# Upgrades to Tivo



## campbeji (Oct 30, 2004)

Hi Guys,

It's been quite a while since I posted here, but I have a few questions so I thought this would be the best place to ask.

My Tivo is about to pack in I think, it's stuttering and freezing a lot, so I think I need to upgrade the hard disk. While i'm doing this is there any other upgrades I should consider doing?

Another thing, when people put in big hard disks with lots of space, how do they organise everything, I imagine that you'd have to spend an age trying to find the show you want to watch. Is it possible to organise the shows into folders or areas like 'mine' 'hers' and 'theirs' etc.

we'll bye for now

Jim


----------



## alan_m_2004 (Jan 6, 2005)

Hello,

I'd suggest adding a cache card and tivo web plus. That provides support for folders and also a sortable now playing list via the web interface (it's enough for me to find the first of a given series so I can quickly find it via tivo's now playing list). My stb provides a web browser so I can just hit aux and view it that way if I don't have a laptop to hand 

There has been some discussion of tivo web vs tivo web plus of late; personally I've found tivo web plus' additional features worth upgrading to. You can install a module to get sortable now playing lists and folders for tivo web.

See;
Tivo web -> http://tivo.lightn.org/
Tivo web plus -> http://tivowebplus.sourceforge.net/

Here is the first screenshot I found (of tivo web) to give you an idea of how it looks http://w-uh.com/images/tivoweb_now_showing.gif

After that it's a question of what additional hacks to install (if you haven't already) - endpad and daily mail both get my vote and are available in this forum.

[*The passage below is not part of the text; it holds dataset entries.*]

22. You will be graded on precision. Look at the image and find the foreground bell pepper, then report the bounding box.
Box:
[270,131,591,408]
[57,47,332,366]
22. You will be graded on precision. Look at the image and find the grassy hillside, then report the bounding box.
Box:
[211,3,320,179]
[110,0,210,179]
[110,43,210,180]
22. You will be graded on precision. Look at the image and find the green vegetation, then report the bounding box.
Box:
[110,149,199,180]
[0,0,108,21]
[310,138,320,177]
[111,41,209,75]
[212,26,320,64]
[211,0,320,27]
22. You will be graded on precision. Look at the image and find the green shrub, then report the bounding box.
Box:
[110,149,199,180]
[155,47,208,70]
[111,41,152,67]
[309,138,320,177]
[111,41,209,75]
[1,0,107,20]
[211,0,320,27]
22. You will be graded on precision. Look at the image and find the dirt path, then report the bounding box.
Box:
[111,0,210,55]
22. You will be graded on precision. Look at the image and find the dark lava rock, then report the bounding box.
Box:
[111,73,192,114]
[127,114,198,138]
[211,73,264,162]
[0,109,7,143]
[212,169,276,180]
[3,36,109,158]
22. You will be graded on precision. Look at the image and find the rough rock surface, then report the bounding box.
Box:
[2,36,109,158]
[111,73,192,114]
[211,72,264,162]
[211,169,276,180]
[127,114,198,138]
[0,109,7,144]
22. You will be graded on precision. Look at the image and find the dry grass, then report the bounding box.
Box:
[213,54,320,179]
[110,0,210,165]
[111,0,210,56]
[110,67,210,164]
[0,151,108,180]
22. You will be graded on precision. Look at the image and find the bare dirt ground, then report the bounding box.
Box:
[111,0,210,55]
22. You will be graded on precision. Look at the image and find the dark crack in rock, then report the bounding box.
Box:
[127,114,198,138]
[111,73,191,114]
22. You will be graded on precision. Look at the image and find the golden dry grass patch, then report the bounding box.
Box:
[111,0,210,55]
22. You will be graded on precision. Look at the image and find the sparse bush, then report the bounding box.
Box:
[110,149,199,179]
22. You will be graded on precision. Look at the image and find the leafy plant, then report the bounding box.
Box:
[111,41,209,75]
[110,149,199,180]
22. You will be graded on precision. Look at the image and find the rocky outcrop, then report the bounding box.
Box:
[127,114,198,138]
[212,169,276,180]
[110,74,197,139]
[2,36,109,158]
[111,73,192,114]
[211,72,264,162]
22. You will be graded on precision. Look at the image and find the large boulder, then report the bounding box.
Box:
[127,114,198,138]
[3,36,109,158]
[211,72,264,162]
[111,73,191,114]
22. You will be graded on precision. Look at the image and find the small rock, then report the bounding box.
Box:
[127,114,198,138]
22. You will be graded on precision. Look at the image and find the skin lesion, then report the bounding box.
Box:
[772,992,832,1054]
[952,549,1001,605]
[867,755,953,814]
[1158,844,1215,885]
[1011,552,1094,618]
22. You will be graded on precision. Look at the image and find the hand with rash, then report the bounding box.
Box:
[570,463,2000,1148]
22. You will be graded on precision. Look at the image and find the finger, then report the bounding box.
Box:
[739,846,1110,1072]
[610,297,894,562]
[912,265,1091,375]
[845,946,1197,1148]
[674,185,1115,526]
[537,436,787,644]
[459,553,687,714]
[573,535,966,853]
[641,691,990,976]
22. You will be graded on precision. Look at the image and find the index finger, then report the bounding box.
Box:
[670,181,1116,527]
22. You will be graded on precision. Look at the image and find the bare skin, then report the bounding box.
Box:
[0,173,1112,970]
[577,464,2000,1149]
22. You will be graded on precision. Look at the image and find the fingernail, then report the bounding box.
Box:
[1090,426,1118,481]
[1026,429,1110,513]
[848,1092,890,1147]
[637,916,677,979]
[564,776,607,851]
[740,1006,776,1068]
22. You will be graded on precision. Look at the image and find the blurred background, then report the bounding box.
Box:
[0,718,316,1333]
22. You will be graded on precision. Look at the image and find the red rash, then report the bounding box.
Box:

Hope that helps and was the sort of information you were looking for

Alan.


----------



## blindlemon (May 12, 2002)

campbeji said:


> My Tivo is about to pack in I think, it's stuttering and freezing a lot, so I think I need to upgrade the hard disk.


Yes, it sounds like it - and the sooner the better too, as the longer you leave it running now the more likely you are to suffer serious corruption that will leave it inoperable or prevent you from making a useable backup 

As for "his & hers" folders... I'd get a second TiVo


----------



## campbeji (Oct 30, 2004)

Yes, I think I will upgrade soon, there is a chap on Ebay that sells the disc's ready formated etc, is this a sensible route to take, i'll be looking for a quick and easy process. It's not so much that I don't want to do it all myself but I just don't have time to spare at the moment. Is there any other easy upgrades I can do/get done at the same time??

Thanks

Jim


----------



## alan_m_2004 (Jan 6, 2005)

Also look at the person whose post you are replying to ^

_Is there any other easy upgrades I can do/get done at the same time??_

Well you kind of completely overlooked my post or I pitched it at the wrong level - but like the Murphy's I'm not bitter


----------



## RichardJH (Oct 7, 2002)

or for simplicity look at these 
www.tivoheaven.co.uk
www.tivoland.com


----------



## aerialplug (Oct 20, 2000)

Once you've got your cachecard/turbonet card, it's not too difficult to brighten up your Now Playing screen with some pretty channel logos


----------



## CarlWalters (Oct 17, 2001)

... or check my sig for all that's good to do to your TiVo 

(some links have expired but I daren;t risk editing the sig as I'd lose the lot  )


----------